Testing Recovery : Live Disaster Recovery Testing : Run User Traffic Against the Recovered VMs
  
Run User Traffic Against the Recovered VMs
Testing actual user traffic against recovered virtual machines can be done using a Clone, Move, or Failover operation, as follows:
Move operation: When you can shut down the protected virtual machines but you do not want or need to simulate an actual disaster.
Failover operation: When you want to simulate an actual disaster.
Clone operation – When the protected application has to run throughout the test.
Using a Move Operation
Use a Move operation when you can shut down the protected virtual machines but you do not want to simulate an actual disaster. After the virtual machines have been recovered in the target site, they are used as the protected machines for as long as the test lasts.
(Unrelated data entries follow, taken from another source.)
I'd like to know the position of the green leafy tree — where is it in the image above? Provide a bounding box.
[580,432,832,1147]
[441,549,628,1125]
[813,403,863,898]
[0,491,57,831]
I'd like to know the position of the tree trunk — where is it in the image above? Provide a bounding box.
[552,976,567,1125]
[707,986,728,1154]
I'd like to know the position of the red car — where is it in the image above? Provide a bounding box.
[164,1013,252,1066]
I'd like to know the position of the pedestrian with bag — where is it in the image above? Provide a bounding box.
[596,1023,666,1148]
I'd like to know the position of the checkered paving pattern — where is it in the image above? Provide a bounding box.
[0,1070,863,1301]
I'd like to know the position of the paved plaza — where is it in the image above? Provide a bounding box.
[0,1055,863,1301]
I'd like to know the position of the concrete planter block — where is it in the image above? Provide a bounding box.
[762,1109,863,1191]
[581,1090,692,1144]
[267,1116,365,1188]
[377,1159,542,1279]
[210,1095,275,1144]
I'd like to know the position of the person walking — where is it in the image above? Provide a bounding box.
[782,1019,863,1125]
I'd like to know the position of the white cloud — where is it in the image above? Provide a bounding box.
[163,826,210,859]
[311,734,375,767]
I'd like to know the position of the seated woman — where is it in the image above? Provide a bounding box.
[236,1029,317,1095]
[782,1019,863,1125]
The Move operation is described in “The Move Operation”, on page 328 and in “Moving Protected Virtual Machines to a Remote Site”, on page 345.
See the following sections:
Using a Move Operation - Recommended Procedure for a Live DR Test
Using a Move Operation - Move Considerations
Using a Move Operation - Recommended Procedure for a Live DR Test
1. To enable using the Move functionality for a DR test, in the Move wizard, in the EXECUTION PARAMETERS tab, for commit policy, select None.
2. Move the VPG back to the original protected site. A Delta Sync is performed to copy the new transactions performed on the virtual machines in the recovery site back to the original protected site.
Using a Move Operation - Move Considerations
You can test the moved machines before they are committed.
You can test for as long as you want.
The virtual machines are allocated disks and connected to the network for a full test of the environment.
The originally protected disks are maintained for a faster failback when reverse replication is specified.
The protected machines are turned off until the move is committed and then they are removed from the protected site. This ensures that there are no conflicts between the protected site and recovery site.
You must test to the last checkpoint, taken after the protected virtual machines are shut down.
An actual disaster is not simulated.
During the testing period, if reverse replication is not specified, there is no protection for the recovered machines.
 
 
Using a Failover Operation
Use a Failover operation when you can shut down the protected virtual machines and you want to simulate an actual disaster. After the virtual machines have been recovered in the target site they are used as the protected machines for as long as the test lasts.
Using a Failover operation to test DR requires specific steps to ensure that the virtual machines are gracefully migrated to the target site, similar to a Move operation and that, like a Move operation, they can be verified prior to committing the failover. The Failover operation is described in “The Failover Operation”, on page 328.
See the following sections:
Using a Failover Operation - Recommended Procedure for a Live DR Test
Using a Failover Operation - Failover Considerations
Using a Failover Operation - Recommended Procedure for a Live DR Test
1. Manually shut down the virtual machines.
2. Insert a new checkpoint. This avoids potential data loss since the virtual machines are shut down and the new checkpoint is added after all I/Os have been written to disk.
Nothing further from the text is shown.